Straubenhardt-Langenalb. Ein Meer an Stimmen brandete am dritten Advent durch die fast bis auf den letzten Platz besetzte Marienkirche in Langenalb. Mit einem festlichen Konzert stimmten die Chorgemeinschaft Langenalb sowie der Gesangverein "Eintracht" Pfinzweiler gemeinsam auf die Weihnachtszeit ein. Unter der Leitung von Günter Klüh und Norbert Studnitzky trat ein, was Ansager Reinhold Salm sich erhoffte und zwar, dass der Abend "ein Genuss für die Ohren und die Seele" sein möge.

70 Chorsänger und ein aus rund 20 Musikern der Region zusammengestelltes Streich- und Blasorchester bildeten die Grundlage der Aufführung, in deren Mittelpunkt die "Böhmische Hirtenmesse" von Jan Jakub Ryba stand. Ein bereits mehr als 200 Jahre altes Werk, das die Besucher mitnimmt auf eine Zeitreise zur Heiligen Nacht.

Vom ersten Staunen über ein ruheloses "Sausen und Brausen" über den Entschluss "Kommt mit uns nach Betlehem" bis zum temporeichen "Halleluja für Jesus Christ" reichten die neun Teile, in denen die vier Solisten ­Gabriele Kübler (Sopran), Heide Maichel (Alt), Holger Schumacher (Tenor) und Klaus Maichel (Bariton) Hirten und Engeln ihre Stimmen liehen.

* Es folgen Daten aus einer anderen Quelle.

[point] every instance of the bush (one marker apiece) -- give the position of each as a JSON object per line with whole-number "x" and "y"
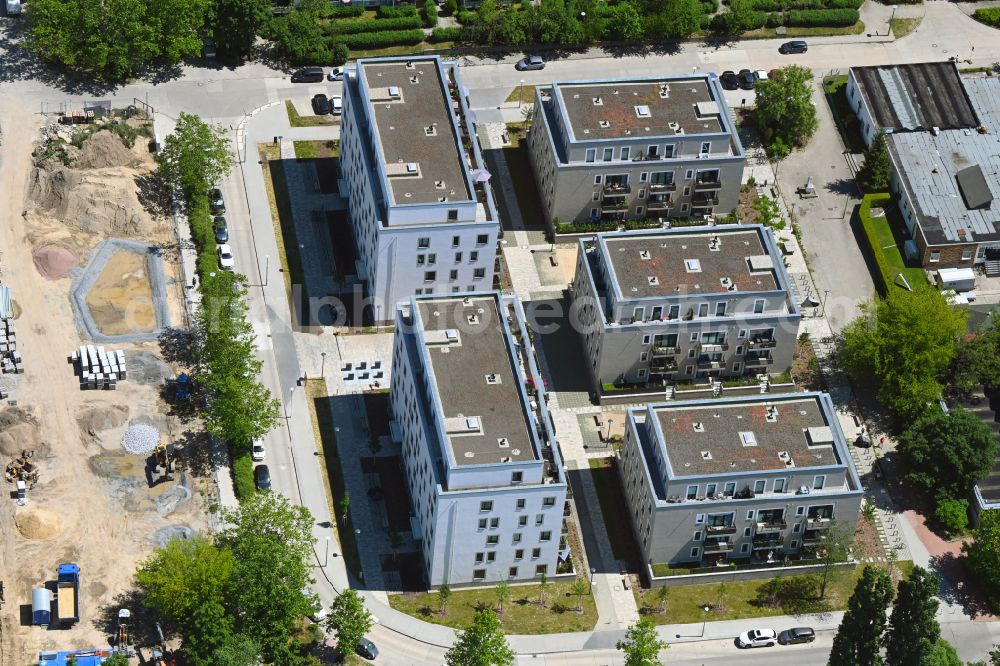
{"x": 452, "y": 34}
{"x": 243, "y": 483}
{"x": 347, "y": 11}
{"x": 989, "y": 16}
{"x": 378, "y": 40}
{"x": 952, "y": 515}
{"x": 398, "y": 11}
{"x": 822, "y": 17}
{"x": 429, "y": 14}
{"x": 374, "y": 25}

An Glockenklang erinnernde Geigen, dezent eingesetzte Paukenschläge oder eine den Rhythmus betonende Querflöte unterstrichen den fröhlichen Charakter der Messe, die eine hoffnungsvolle Erwartung widerspiegelte. Mit eindrücklichen Bewegungen agierte Klüh am Dirigentenpult – gerade so, als wolle er jedem Sänger genau die für ihn vorbestimmte Melodie zuweisen. Sich im Volumen immer wieder steigernd, verkündete schließlich der Chor die Geburt des Kindes mit jubelndem Gesang. Ein Ausklang, den das Publikum mit langanhaltendem Applaus erwidert. Mit ihren Altblockflöten überzeugten zudem Bianca Bachmann und Katharina Höckh bei mehreren Stücken aus der Instrumentalsammlung "Der getreue Musikmeister" von Georg Philipp Telemann. Mit Soli oder Oberstimmen verliehen sie sowohl den getragenen, als auch den schwungvolleren Stücken die besondere Note.

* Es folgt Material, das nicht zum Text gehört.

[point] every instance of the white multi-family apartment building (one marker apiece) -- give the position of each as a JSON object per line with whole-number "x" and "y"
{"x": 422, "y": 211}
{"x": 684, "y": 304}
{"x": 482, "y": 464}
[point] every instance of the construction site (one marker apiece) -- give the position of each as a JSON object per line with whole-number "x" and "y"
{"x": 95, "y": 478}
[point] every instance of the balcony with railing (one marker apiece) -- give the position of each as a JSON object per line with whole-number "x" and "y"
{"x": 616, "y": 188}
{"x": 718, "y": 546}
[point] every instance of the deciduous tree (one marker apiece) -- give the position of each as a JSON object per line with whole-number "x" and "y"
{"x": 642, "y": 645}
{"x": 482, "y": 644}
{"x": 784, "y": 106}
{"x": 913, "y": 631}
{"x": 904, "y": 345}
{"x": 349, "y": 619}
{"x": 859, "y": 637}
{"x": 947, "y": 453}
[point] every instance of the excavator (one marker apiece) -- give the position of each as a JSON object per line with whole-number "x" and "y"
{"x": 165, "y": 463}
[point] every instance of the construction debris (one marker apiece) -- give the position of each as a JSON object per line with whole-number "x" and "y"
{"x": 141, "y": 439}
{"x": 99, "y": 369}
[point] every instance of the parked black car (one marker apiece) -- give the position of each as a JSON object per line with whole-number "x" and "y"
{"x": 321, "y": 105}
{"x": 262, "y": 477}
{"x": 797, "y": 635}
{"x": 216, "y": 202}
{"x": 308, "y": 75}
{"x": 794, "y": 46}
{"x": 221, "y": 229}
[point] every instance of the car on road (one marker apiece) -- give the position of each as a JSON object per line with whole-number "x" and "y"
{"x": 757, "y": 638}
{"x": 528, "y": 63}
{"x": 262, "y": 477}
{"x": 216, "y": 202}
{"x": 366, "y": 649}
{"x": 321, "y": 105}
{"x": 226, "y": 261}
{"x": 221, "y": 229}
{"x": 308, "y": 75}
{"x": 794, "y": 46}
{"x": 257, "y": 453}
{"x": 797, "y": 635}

Henning Schulz, aus Langen­alb stammender Preisträger beim Bundesentscheid von "Jugend musiziert", bewies seine Klasse mit dem Euphonium. Das von Mozart komponierte Werk "Konzert für Fagott und Orchester" wurde seinem Instrument entsprechend angepasst. Der stürmische Applaus endete erst, als Schulz erneut nach dem Notenständer griff – allerdings nur, um ihn abzuräumen. Dabei wäre eine kleine Zwischenzugabe beim Publikum bestens angekommen.

Mit Norbert Studnitzkys "Heiligste Nacht" verflochten die Akteure das musikalisch untermalte Lukas-Evangelium mit Weihnachtsliedern wie "Leise rieselt der Schnee" oder "Tochter Zion". Jauchzende Melodien von Querflöte oder Oboe taten sich dabei ebenso hervor wie neckische Anstriche im Zusammenspiel zwischen Gesangssolisten und Bläsern. Das von Chor und Besuchern gesungene "O du Fröhliche" ließ den Abend ausklingen.